Israel’s singer has insisted the Eurovision Song Contest in Sweden remains “safe for everyone” amid protests against her participating as she made the final.

Eden Golan, 20, whose emotional Hurricane was reworked from a previous track called October Rain, which was thought to reference the Hamas attacks on Israel, performed at the second semi-finals on Thursday evening in Malmo Arena.

Earlier in the day, thousands of pro-Palestinian protesters walked across the streets of Malmo from Stortorget to Molleplatsen to show their support for Gaza and condemn Israel taking part in Eurovision amid the conflict.

The Netherlands act Joost Klein told Golan, who is representing Israel, to answer a question on whether she is comprising the safety of other contestants at a press conference.
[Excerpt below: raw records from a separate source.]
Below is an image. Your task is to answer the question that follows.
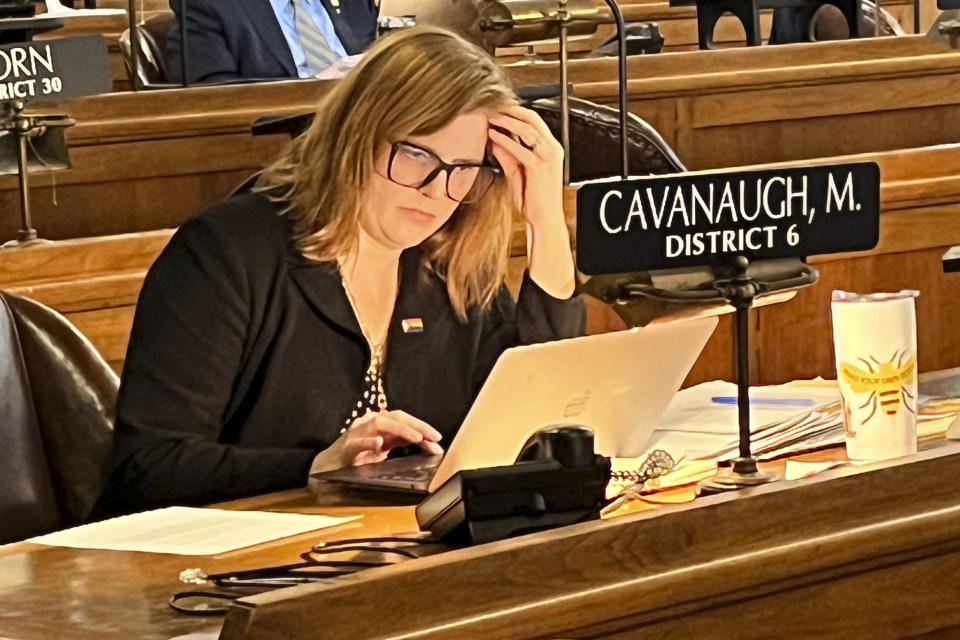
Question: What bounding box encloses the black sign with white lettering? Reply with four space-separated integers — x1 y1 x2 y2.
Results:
0 36 113 102
577 162 880 275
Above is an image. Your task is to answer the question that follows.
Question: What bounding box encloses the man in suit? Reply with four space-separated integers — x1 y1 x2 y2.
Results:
164 0 379 83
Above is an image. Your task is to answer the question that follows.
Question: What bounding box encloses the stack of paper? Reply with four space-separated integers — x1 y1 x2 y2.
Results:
648 380 843 460
647 379 960 461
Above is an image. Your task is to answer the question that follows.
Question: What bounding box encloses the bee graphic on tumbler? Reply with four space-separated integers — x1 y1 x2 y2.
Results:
840 349 917 426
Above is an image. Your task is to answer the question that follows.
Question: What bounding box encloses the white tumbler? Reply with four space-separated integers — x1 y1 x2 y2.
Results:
830 291 919 460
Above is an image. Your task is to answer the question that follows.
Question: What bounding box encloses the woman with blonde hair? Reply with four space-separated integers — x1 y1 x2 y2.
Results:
95 28 584 512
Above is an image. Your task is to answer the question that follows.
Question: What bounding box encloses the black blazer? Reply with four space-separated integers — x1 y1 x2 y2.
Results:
100 194 585 514
164 0 380 82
A journalist asked: “Have you ever thought that by being here you bring risk and danger for other participants and public?

Golan was told she did not have to answer the question, but Klein chimed in saying: “Why not?”

She said: “I think we’re all here for one reason and one reason only and the EBU (European Broadcasting Union) is taking all safety precautions to make this a safe and and united place for everyone and so I think it’s safe for everyone and we wouldn’t be here (if not).”

The Israeli act also said she was “overwhelmed with emotions” and that she was “super excited to go on stage once more, and share that of my love with everyone”.

Earlier, when Klein was asked about if his song can unite people by music, he replied saying: “I think that’s a good question for the EBU.”

Golan opened with a back bend, before launching into her song and received claps and cheers from the audience while dressed in a flowing sand-coloured dress.

Sweden Eurovision Song Contest Semi-Final
Nemo of Switzerland, pictured, on Thursday. (AP Photo/Martin Meissner)

The event’s organisers had said they will not “censor” the audience after Golan was booed during rehearsals on Wednesday and there were reportedly shouts of “free Palestine”.

Switzerland’s Nemo, whose operatic-pop song The Code is seen as one of the favourites to win on Saturday, made the final along with Klein, with his irreverent and silly Europapa, and Norway’s Gate with the folkish Ulveham.

Also making the final was Latvia’s Dons, Austria’s Kaleen, Greece’s Marina Satti, Estonia’s 5Miinust x Puuluup, Georgia’s Nutsa Buzaladze and Armenia’s Ladaniva.

The European Broadcasting Union (EBU), whose members approved Israeli broadcaster Kan, has taken a strong stance, as in previous years, against political messages at Eurovision and flags and symbols from non-competing countries.

Despite the position, Tuesday’s first semi-final saw former Swedish contestant and opening act Eric Saade wear a keffiyeh pattern material, commonly used by people who want to show they are pro-Palestinian, on his arm.